Movie Review: Ralph Breaks the Internet
PG | 1h 52min
Directors: Phil Johnston, Rich Moore
Stars: John C. Reilly, Sarah Silverman, Gal Gadot
by Jason Koenigsberg
Another big sequel for audiences to see this weekend is Ralph Breaks the Internet, a continuation of the adventures of Wreck-It Ralph (2012) and his little friend Vanellope. John C. Reilly is back as the voice of Ralph and Sarah Silverman returns to voice his best friend and this movie relies on them a lot. Their voice performances are distinctive and carry Ralph Breaks the Internet on their warmth and charm and the viewer’s affection for them in the previous film. Otherwise, there is not much positive to report on Ralph Breaks the Internet (still confused why they did not call it Ralph Wrecks the Internet especially since they dropped Wreck-It Ralph 2 from the title).

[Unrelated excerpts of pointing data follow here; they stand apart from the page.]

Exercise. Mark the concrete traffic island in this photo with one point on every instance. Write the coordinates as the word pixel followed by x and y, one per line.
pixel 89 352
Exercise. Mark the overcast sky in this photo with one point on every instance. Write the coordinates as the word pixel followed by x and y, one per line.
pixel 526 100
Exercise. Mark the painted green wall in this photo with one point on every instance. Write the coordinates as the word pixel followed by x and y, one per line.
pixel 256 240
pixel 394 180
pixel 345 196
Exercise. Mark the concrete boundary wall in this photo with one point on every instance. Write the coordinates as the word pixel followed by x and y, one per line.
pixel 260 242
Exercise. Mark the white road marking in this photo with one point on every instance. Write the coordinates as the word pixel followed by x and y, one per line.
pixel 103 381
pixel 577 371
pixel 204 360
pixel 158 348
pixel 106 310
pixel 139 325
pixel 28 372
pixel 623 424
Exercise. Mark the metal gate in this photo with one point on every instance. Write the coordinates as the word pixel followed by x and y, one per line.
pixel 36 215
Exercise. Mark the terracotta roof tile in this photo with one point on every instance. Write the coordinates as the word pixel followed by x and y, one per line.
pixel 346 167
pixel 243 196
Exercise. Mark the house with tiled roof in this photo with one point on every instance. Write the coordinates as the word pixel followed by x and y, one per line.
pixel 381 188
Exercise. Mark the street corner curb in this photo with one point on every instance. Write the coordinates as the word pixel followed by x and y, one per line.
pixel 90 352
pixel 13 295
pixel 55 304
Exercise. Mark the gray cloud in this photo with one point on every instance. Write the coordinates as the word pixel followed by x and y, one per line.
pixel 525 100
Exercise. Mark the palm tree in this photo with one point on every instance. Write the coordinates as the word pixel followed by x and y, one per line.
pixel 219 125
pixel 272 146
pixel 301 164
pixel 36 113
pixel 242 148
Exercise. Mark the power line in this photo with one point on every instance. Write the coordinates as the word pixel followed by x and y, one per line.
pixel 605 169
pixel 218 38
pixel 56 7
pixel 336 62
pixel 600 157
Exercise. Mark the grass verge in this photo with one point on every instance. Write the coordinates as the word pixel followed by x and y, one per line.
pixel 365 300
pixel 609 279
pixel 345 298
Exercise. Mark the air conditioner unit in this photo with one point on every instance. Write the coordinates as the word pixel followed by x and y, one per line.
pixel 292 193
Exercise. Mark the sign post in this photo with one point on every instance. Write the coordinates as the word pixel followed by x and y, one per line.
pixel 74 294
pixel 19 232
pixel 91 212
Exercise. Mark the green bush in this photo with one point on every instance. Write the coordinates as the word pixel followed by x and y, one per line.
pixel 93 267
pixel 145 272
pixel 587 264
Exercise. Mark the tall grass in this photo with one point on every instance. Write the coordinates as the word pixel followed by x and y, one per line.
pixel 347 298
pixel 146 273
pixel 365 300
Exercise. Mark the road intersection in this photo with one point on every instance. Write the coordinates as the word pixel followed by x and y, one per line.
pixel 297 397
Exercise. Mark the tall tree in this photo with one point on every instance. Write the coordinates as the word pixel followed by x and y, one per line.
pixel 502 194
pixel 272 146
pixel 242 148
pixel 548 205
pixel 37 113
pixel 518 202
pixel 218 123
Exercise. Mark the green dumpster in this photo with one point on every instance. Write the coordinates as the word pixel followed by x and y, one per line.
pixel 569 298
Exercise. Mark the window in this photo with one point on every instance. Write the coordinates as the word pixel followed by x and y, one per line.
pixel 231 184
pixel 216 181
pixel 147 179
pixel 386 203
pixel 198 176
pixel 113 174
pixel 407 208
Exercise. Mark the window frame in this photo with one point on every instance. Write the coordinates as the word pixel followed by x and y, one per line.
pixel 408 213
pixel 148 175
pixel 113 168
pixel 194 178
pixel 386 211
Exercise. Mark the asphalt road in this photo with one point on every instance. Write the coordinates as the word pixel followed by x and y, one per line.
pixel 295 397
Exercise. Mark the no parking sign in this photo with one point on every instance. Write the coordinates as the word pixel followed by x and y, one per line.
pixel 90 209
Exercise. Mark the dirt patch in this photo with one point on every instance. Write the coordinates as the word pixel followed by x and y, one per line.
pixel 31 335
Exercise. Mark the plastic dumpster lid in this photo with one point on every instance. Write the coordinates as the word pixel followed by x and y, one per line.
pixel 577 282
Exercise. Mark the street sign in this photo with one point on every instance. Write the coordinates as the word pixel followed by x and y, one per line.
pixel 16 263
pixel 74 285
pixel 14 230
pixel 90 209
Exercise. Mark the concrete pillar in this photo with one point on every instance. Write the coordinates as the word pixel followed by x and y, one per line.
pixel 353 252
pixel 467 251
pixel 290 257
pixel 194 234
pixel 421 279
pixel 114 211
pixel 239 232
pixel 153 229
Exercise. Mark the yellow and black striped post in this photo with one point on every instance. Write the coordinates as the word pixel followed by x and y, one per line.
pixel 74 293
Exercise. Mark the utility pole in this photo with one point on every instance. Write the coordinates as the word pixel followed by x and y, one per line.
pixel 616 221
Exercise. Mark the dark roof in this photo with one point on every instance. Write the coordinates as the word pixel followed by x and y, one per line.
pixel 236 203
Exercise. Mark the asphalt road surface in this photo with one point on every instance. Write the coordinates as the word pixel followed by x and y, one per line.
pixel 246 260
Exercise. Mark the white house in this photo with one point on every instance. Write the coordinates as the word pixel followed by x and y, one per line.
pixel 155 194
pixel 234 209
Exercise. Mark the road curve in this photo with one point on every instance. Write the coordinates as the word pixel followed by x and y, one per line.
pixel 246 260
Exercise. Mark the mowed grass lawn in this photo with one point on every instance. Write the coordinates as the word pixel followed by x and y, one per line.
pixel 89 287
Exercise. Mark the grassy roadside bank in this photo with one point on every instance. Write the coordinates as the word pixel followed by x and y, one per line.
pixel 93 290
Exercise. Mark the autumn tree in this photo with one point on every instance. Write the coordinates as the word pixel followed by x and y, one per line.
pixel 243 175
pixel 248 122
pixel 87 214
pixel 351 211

The film opens up with another pathetic ‘Thank You’ from the filmmakers to the audience for actually coming out to theaters to see a movie. These messages are getting tedious, even though this one is slightly more clever than the ones that are just a director talking straight to the audience. But then after that, no short film! What a rip-off! The first shot is of the arcade where our characters games are housed and we hear audio of Ralph and Vanellope talking about change and how one is content and the other wants more out of life. Shortly after a new plug is inserted into an open outlet and the video game characters gather to see what the new game will be. It is ‘WIFI’ to which Ralph assumes is either short for wiffleball, or something about a wife, one of the films more clever lines. Immediately a character explains that it is the internet and tapes the entrance to the WIFI off using yellow police tape. It seemed like this was going to be the angle the movie would take with the theme about fear of the unknown and something different, a general fear of new technology. But instead, that theme is abandoned rather quickly and the movie goes in a different direction.

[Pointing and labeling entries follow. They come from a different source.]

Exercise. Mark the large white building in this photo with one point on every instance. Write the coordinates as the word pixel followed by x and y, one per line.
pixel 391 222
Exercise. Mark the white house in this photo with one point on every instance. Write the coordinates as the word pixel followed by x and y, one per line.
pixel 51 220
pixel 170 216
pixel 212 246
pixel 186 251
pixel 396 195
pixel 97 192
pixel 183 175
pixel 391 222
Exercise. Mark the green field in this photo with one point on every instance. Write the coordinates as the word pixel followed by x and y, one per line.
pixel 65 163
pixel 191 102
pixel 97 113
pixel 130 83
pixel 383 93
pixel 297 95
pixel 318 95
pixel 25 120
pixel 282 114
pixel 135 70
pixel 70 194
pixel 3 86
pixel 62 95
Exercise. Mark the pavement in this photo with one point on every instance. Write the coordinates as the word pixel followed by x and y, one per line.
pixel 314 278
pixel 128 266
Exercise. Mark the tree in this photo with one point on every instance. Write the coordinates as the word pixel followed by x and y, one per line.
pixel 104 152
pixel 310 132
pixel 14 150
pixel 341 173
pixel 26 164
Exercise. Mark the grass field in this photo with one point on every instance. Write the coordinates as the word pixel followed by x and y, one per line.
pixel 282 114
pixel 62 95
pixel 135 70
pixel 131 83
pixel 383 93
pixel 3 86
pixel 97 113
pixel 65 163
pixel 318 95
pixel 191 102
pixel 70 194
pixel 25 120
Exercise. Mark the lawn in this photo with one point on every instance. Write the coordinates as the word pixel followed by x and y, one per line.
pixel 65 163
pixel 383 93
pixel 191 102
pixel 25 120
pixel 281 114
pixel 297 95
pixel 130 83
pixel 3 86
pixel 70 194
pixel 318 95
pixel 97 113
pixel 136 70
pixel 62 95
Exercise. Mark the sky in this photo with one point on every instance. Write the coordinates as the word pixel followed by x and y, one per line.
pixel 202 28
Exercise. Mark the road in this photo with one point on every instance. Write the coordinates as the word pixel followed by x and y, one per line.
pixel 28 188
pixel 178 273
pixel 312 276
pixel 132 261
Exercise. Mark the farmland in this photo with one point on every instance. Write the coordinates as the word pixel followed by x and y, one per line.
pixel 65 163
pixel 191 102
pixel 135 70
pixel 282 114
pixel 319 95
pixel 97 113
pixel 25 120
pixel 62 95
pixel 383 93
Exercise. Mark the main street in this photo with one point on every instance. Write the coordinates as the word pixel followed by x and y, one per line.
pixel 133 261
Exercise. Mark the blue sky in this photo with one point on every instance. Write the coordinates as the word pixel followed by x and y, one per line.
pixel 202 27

The event that sets off the reason Ralph wants to go into the internet and ends up wreaking havoc on the web is very shallow. He wants to go to eBay and buy a new part for Vanellope’s game so it does not get shut down. There are at least a dozen other hypothetical situations to get Ralph and some of his friends from the last movie to go out into a scary new place called the internet that would have been better than looking for a part to an old arcade game. How about the arcade they all live in is about to go out of business and all the games have to shut down but they will all be available on the world wide web. Thus making them all in inhabit one place while simultaneously making them further apart from each other because of the vast complexities of the web. But alas, these writers took a lazier way to get the action going and the plot is not as interesting as it could have been. Plus, Ralph hardly ‘breaks the internet’, he sort of gives it a cold and then gives it some NyQuil and everything is all better. A plot about all of the secure private information people post on the internet suddenly becoming available to the entire world would have been another scary and more topical plot than what audiences are given here.

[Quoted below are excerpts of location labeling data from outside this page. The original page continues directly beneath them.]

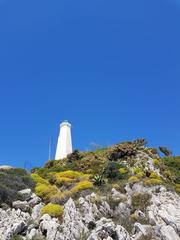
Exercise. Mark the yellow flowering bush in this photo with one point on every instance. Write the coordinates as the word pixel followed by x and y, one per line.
pixel 82 186
pixel 45 191
pixel 69 174
pixel 122 170
pixel 38 179
pixel 155 176
pixel 133 179
pixel 54 210
pixel 152 182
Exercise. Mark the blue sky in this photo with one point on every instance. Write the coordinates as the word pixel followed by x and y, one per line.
pixel 112 68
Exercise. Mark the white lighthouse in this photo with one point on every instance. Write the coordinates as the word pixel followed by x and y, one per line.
pixel 64 144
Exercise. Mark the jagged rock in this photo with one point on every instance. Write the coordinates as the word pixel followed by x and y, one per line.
pixel 105 209
pixel 25 194
pixel 22 205
pixel 32 234
pixel 122 210
pixel 49 227
pixel 165 209
pixel 140 231
pixel 89 210
pixel 168 233
pixel 73 226
pixel 106 229
pixel 117 196
pixel 36 211
pixel 12 222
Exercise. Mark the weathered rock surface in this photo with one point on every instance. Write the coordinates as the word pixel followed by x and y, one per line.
pixel 96 217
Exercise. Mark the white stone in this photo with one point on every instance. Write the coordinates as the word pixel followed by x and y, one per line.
pixel 36 211
pixel 64 145
pixel 168 233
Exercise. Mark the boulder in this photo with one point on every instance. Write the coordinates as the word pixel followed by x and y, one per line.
pixel 22 205
pixel 36 211
pixel 73 226
pixel 168 233
pixel 49 227
pixel 34 200
pixel 106 229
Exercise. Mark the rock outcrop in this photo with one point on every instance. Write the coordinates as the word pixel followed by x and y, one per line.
pixel 94 217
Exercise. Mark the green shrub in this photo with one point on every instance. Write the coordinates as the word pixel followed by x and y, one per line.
pixel 82 186
pixel 133 179
pixel 12 181
pixel 98 180
pixel 45 191
pixel 152 182
pixel 112 170
pixel 54 210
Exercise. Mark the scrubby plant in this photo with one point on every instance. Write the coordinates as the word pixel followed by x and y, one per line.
pixel 122 170
pixel 64 181
pixel 11 181
pixel 70 174
pixel 54 210
pixel 122 150
pixel 38 179
pixel 98 180
pixel 154 175
pixel 152 182
pixel 133 179
pixel 82 186
pixel 45 191
pixel 61 197
pixel 140 201
pixel 112 170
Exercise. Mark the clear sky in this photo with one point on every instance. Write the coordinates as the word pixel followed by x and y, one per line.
pixel 112 68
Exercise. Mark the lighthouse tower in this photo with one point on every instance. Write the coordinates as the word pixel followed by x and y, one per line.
pixel 64 144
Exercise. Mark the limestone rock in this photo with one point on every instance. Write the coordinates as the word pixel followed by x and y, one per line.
pixel 73 225
pixel 49 227
pixel 36 211
pixel 168 233
pixel 34 200
pixel 106 229
pixel 22 205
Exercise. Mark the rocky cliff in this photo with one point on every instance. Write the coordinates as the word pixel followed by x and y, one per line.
pixel 137 202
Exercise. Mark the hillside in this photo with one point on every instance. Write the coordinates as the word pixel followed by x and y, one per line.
pixel 126 191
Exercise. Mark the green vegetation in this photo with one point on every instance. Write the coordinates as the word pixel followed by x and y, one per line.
pixel 102 169
pixel 54 210
pixel 12 181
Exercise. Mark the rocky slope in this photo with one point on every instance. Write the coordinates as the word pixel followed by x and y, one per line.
pixel 126 192
pixel 94 217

Ralph Breaks the Internet has a few laugh out loud moments, but once again this movie relies on our devotion to the two main characters to keep us interested in what happens. Depending on how much you care about a sympathetic bad guy character and a misfit female racecar driver with funny voices will determine how much you enjoy Ralph Breaks the Internet. It does have some glorious visuals once they are inside the web, but none of these images are original ideas. Their visualization of the internet looks a lot like the opening credits for Futurama. This movie has a lot of bright, vibrant colors, but nothing so amazing one will want to see it again for the images. There are uninspired car chases and action sequences that look cool while they are happening, but will probably not register much after audiences leave the theater as being memorable and riveting. Mostly because they are all recycled moment from other films.
Ralph Breaks the Internet works the best when it focuses on its theme of friends. About how friendships evolve and people grow apart and have different dreams that they want to pursue. Ralph Breaks the Internet is a harmless film and children and families will enjoy it. No doubt they have already flocked to the megaplex to see it already, and parents and families could do worse than buying admission to it. Viewers may walk out satisfied and then move on to the next thing. Others may enjoy some of it, but wish that they tried to do more with the characters and the plot to explore more innovative ideas and had some more original and stimulating visuals that they had never seen before. Ralph Breaks the Internet aims for the middle of the road and hits a bullseye. I really wish it aimed higher to be more than just an adequate sequel.
Ralph Breaks the Internet is mediocre. The original Wreck-It Ralph remains one of the best-animated features this decade.